Journal of Physical Chemistry B, Vol.124, No.31, 6867-6874, 2020
Near-Quantitative Triplet State Population via Ultrafast Intersystem Crossing in Perbromoperylenediimide
Perylenediimide (PDI) derivatives are essential organic semiconductor materials in a variety of photofunctional devices. By virtue of the large energy gap between the singlet and triplet excited states (Delta E-ST = 1.1 eV), augmentation of the triplet state population in monomeric PDI is a challenging task. We report the metal atom-free approach in engendering a near-quantitative triplet yield in perbromoperylenediimide/octabromoperylenediimide (OBPDI), absorbing in the visible region of the electromagnetic spectrum. Perbromination of PDI causes significant out-of-plane distortion (theta = 39 degrees) in the aromatic core of OBPDI as compared to the planar PDI (theta = 0 degrees). A substantial decrease (Delta E-red(0) = 0.377 V) in the reduction potential of OBPDI, E-1/2(OBPDI/OBPDI center dot-1) = -0.170 V, when compared to the reduction potential, E-1/2 (PDI/PDI center dot-) = -0.547 V, of bare PDI makes OBPDI a promising electron acceptor. As a consequence of incorporating eight bromine atoms, the fluorescence quantum yield of a bare PDI chromophore (phi(f) = 97 +/- 1%; tau(f) = 4.54 ns) decreases to a very low value in OBPDI (phi(f) = 3 +/- 1%; tau(f) = 13.78 ps). Femtosecond transient absorption measurements of OBPDI reveal intersystem crossing (ISC) occurring at an ultrafast time scale (tau(ISC) = 14.20 ps), leading to a near-quantitative triplet population (phi(T) = 97 +/- 1%).
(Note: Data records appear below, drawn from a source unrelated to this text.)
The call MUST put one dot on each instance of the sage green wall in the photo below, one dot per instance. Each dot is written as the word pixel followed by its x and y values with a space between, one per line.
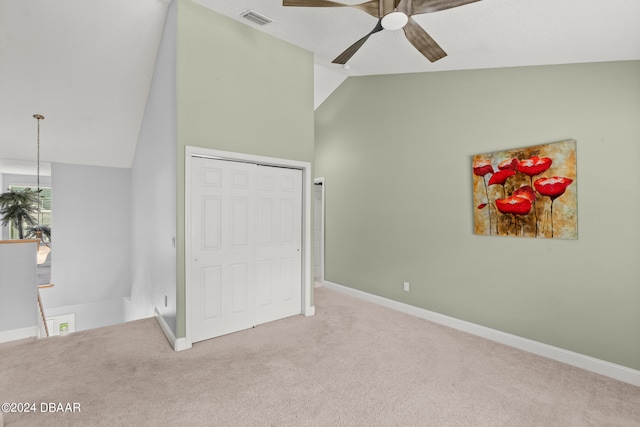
pixel 396 151
pixel 238 90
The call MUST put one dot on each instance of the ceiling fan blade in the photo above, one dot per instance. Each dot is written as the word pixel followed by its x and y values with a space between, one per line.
pixel 372 7
pixel 423 41
pixel 426 6
pixel 351 50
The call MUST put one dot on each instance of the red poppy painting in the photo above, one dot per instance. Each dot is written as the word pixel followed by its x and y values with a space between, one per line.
pixel 527 192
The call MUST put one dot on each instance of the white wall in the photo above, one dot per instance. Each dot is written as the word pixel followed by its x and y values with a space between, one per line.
pixel 154 191
pixel 18 291
pixel 91 256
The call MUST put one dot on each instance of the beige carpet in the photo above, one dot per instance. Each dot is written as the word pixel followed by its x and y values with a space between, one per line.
pixel 353 364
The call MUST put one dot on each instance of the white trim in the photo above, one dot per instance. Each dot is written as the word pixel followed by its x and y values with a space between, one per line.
pixel 307 238
pixel 18 334
pixel 177 344
pixel 602 367
pixel 320 180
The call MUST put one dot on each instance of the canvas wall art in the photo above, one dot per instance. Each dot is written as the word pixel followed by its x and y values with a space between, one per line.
pixel 527 192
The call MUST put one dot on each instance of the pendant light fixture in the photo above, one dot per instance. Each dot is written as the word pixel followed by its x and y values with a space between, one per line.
pixel 43 248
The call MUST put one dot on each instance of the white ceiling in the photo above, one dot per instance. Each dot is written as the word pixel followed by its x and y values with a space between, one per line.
pixel 86 65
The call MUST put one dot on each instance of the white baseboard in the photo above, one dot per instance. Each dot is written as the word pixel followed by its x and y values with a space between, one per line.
pixel 178 344
pixel 18 334
pixel 602 367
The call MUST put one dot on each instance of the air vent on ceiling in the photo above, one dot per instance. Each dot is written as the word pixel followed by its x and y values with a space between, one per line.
pixel 254 16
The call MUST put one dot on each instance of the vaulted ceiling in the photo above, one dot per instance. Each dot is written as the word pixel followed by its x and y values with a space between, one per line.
pixel 87 65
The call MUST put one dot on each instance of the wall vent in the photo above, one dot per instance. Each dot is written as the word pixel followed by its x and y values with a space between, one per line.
pixel 256 17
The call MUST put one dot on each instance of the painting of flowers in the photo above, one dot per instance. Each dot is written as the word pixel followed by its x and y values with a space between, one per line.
pixel 527 192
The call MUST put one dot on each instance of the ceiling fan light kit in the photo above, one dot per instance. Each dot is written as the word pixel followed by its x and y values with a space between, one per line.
pixel 392 15
pixel 394 21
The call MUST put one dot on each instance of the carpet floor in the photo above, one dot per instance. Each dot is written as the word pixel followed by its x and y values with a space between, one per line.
pixel 352 364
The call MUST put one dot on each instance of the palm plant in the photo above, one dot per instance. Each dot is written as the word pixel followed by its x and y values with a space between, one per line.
pixel 39 232
pixel 20 208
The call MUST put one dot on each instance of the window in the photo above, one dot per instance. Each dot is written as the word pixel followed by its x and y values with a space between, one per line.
pixel 45 211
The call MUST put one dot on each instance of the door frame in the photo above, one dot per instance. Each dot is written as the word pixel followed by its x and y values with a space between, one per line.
pixel 306 308
pixel 320 181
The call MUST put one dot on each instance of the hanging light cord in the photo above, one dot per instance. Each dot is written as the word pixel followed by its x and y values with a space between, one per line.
pixel 38 117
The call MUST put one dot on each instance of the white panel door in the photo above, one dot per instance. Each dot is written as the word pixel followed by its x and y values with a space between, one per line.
pixel 245 246
pixel 222 277
pixel 279 258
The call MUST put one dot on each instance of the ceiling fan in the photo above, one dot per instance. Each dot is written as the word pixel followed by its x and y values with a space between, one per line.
pixel 392 15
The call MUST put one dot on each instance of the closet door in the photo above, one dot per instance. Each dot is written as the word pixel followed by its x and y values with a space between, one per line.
pixel 245 241
pixel 279 260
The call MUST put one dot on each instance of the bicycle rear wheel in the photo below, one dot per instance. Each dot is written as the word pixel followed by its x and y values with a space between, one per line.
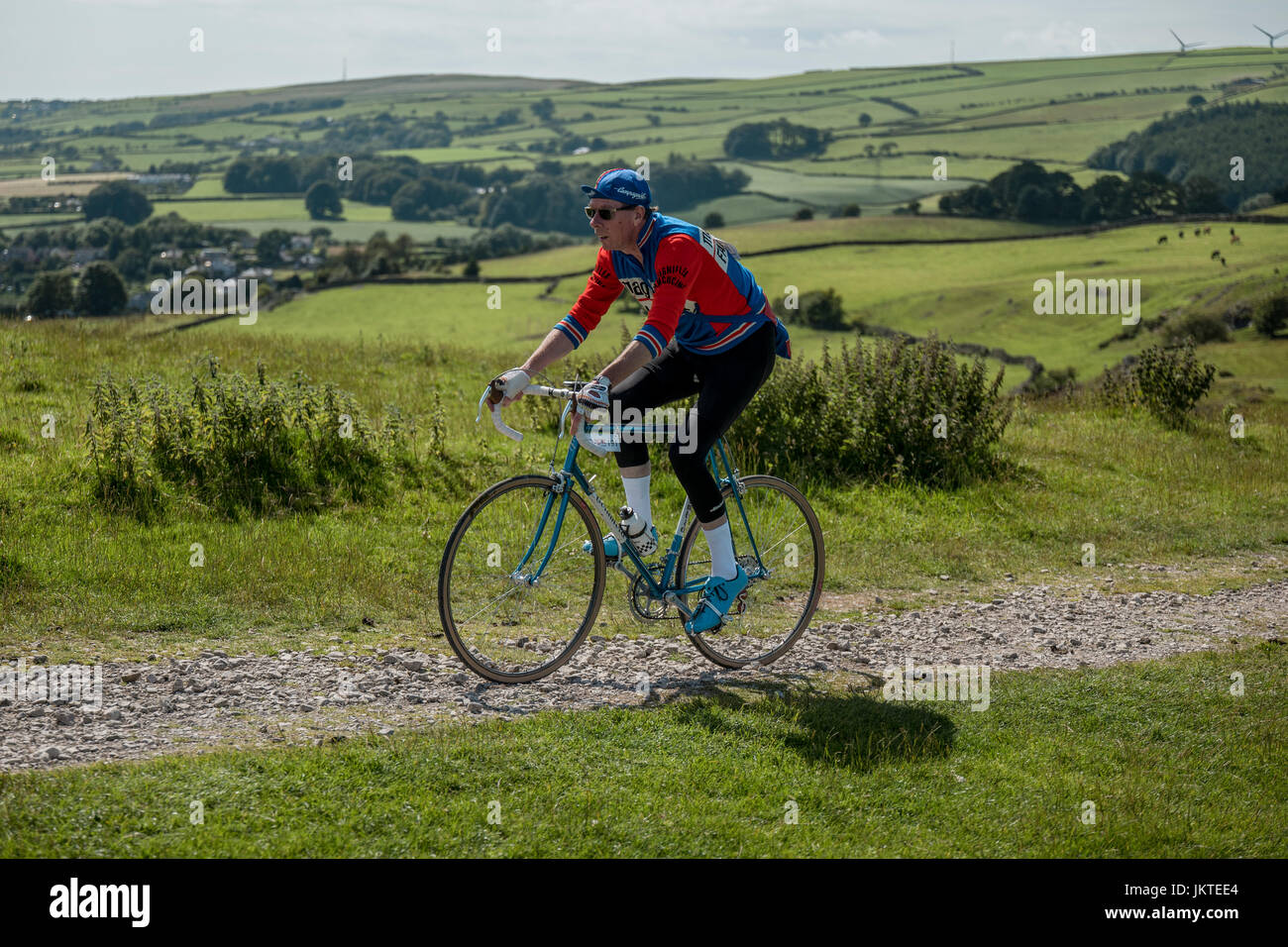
pixel 509 617
pixel 785 566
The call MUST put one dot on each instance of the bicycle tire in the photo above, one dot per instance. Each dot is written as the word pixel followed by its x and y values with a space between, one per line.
pixel 713 647
pixel 449 579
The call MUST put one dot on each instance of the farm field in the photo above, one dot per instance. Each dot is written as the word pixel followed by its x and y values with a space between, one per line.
pixel 983 119
pixel 980 292
pixel 269 621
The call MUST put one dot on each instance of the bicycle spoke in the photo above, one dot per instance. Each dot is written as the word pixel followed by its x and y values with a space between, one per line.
pixel 528 628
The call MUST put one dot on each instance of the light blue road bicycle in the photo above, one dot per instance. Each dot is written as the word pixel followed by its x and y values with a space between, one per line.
pixel 518 594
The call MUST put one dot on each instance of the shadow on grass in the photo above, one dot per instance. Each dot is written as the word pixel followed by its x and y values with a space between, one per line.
pixel 854 729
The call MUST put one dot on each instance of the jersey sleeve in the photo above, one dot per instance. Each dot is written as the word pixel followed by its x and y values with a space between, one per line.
pixel 601 289
pixel 679 261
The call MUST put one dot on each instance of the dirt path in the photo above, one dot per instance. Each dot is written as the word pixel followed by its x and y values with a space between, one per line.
pixel 254 699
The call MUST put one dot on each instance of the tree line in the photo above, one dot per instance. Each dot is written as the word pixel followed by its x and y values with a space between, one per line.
pixel 1029 192
pixel 1180 149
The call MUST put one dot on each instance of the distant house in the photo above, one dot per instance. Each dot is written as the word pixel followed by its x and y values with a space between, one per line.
pixel 217 263
pixel 18 253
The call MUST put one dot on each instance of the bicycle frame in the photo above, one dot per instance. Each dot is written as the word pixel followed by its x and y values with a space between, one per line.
pixel 571 474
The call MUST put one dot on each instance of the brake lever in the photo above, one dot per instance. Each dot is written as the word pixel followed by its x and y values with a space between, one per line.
pixel 494 410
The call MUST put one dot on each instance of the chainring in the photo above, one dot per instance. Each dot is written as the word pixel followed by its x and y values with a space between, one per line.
pixel 644 607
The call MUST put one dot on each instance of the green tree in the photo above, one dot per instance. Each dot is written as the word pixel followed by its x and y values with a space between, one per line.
pixel 1271 315
pixel 269 247
pixel 50 294
pixel 322 201
pixel 117 198
pixel 101 290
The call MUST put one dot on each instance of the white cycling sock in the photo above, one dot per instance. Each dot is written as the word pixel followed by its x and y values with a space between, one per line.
pixel 638 499
pixel 720 543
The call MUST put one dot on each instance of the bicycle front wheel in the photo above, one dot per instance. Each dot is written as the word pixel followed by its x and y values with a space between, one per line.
pixel 782 554
pixel 516 592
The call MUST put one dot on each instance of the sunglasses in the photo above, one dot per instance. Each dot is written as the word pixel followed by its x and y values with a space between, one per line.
pixel 604 213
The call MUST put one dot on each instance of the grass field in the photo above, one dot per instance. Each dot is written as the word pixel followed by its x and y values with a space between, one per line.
pixel 1172 763
pixel 1052 110
pixel 979 292
pixel 115 586
pixel 1176 766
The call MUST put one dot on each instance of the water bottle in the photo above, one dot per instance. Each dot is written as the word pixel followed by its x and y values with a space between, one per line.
pixel 632 523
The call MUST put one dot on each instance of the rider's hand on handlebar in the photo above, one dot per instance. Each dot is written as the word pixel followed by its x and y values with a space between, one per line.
pixel 507 386
pixel 595 394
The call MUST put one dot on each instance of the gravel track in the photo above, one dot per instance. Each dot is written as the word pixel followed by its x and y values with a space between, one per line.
pixel 218 699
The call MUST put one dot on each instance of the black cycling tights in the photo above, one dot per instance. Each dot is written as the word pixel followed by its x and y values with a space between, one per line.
pixel 724 384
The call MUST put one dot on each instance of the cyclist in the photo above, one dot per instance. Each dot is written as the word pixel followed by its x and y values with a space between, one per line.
pixel 709 331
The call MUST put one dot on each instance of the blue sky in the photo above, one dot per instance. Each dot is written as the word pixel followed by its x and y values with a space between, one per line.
pixel 120 48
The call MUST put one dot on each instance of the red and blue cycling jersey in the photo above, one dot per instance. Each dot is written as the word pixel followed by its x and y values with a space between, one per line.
pixel 695 290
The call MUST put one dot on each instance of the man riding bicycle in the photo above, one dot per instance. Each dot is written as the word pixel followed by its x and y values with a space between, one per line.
pixel 709 331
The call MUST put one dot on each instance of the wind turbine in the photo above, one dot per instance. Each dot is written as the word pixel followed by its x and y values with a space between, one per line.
pixel 1273 37
pixel 1185 47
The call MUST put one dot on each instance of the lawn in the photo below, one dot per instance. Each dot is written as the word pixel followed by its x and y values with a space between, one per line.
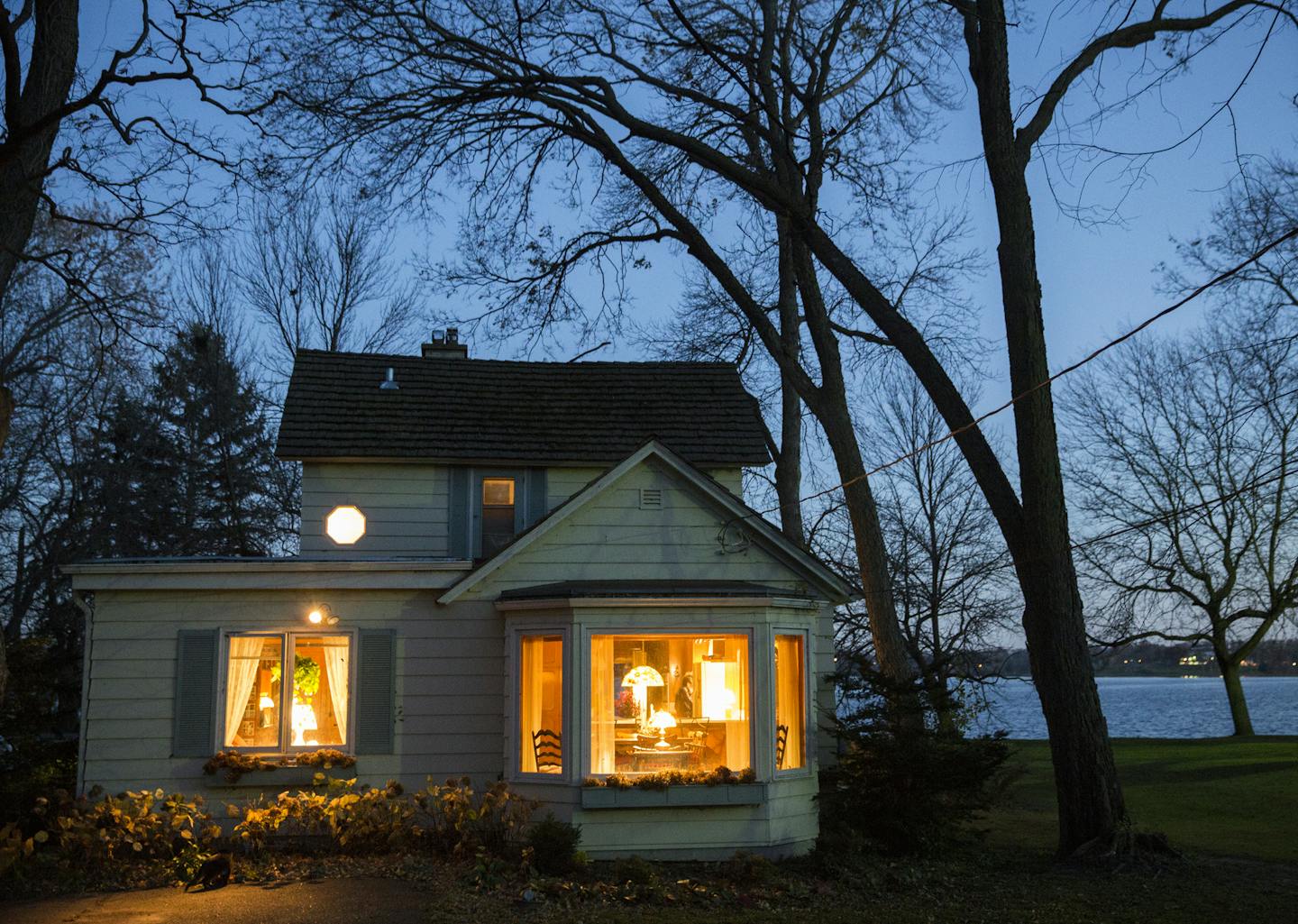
pixel 1230 806
pixel 1224 797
Theoretical investigations performed to decode the excited state dynamics in OBPDI propose that (i) cumulative addition of eight bromine atoms enhances the magnitude of spin-orbit coupling (SOC) and (ii) twist on the perylene core moderately reduces the energy gap between the singlet-triplet states. Understanding the structural alterations that control the electronic parameters in accessing the triplet excited states of organic chromophores, like PDI, can lead to the design and fabrication of efficient optoelectronic devices and energy storage materials.